Ceux qui se rendent dans les États membres de l’UE ont peu de chances de trouver un répit et une sécurité totale. En fait, les réfugiés qui ont fui vers la République tchèque, la patrie de Stanislav Tomáš assassiné, se sont retrouvés à fuir à nouveau en raison des agressions de la population locale. Ce pays n’est qu’un exemple parmi les nombreux États membres de l’UE, mis en évidence par le rapport de l’OSCE susmentionné, qui est marqué par un dur racisme anti-Rom en plus des difficultés sociales et économiques de sa population rom. Ici, les contradictions latentes de la liberté démocratique libérale réapparaissent. Cependant, au milieu de ces contradictions et dans cet espace étroit d’action, nous voyons toujours une riche architecture d’une pluralité de mouvements de droits civiques roms qui revendiquent des mélanges variés de victoires et de revers. Nombre de ces groupes se sont rassemblés et organisés pour demander une aide humanitaire aux Roms ukrainiens.

Des questions doivent être posées sur ce qu’il adviendra des Roms ukrainiens après cette guerre barbare.

Dans le scénario d’une victoire ukrainienne moins qu’impossible, l’État ukrainien viendra-t-il racheter toutes ces vies de Roms perdues en combattant l’envahisseur en nettoyant son système judiciaire et sa police des forces préjudiciables ? Le gouvernement s’engagera-t-il à résoudre l’apatridie endémique des communautés roms et à reconstruire un État démocratique qui répond aux besoins des plus marginalisés ?

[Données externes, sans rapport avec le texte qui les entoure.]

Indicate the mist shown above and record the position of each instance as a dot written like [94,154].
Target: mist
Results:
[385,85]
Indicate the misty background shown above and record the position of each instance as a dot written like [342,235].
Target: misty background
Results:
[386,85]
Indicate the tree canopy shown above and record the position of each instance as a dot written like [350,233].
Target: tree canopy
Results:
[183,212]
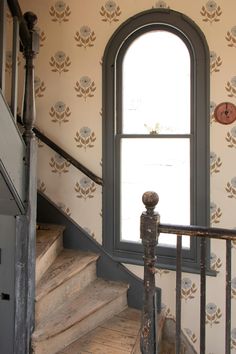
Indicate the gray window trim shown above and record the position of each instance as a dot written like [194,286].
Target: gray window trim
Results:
[194,39]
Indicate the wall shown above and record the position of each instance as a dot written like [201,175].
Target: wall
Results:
[73,35]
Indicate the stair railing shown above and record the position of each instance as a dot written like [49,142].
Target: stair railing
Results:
[25,37]
[150,229]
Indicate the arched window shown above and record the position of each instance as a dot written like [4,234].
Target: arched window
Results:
[155,131]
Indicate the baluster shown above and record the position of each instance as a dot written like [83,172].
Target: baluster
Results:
[203,295]
[28,118]
[228,298]
[149,235]
[14,79]
[2,44]
[178,295]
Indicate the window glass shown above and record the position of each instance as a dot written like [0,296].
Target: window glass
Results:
[161,165]
[156,85]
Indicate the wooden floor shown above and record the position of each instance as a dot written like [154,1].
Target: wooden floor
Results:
[119,335]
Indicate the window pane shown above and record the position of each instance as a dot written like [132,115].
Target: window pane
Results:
[160,165]
[156,85]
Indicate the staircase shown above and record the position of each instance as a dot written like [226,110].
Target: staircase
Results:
[76,312]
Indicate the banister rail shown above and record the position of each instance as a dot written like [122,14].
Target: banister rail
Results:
[150,229]
[65,155]
[68,157]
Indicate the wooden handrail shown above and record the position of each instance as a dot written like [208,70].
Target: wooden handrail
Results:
[150,230]
[198,231]
[65,155]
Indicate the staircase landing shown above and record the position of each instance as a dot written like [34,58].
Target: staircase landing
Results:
[119,335]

Dans le scénario d’une victoire de la machine de guerre de Poutine, l’Europe reconnaîtra-t-elle le sort des Roms ukrainiens et leur défense héroïque d’une démocratie libérale abstraite qui ne s’est jamais concrétisée pour eux ? Les États européens accueilleront-ils les apatrides en tant que réfugiés et offriront-ils l’asile avec des droits humains matériels pleinement réalisés parallèlement à des protections juridiques renforcées ?

Compte tenu de la longue histoire de violence à grande échelle contre les Roms et de leur exclusion sociale, j’ai des doutes. Mais les changements sociétaux importants et spectaculaires suivent rarement des trajectoires historiques fluides et, comme l’a fait remarquer un jour un sage, des décennies peuvent se produire en quelques semaines.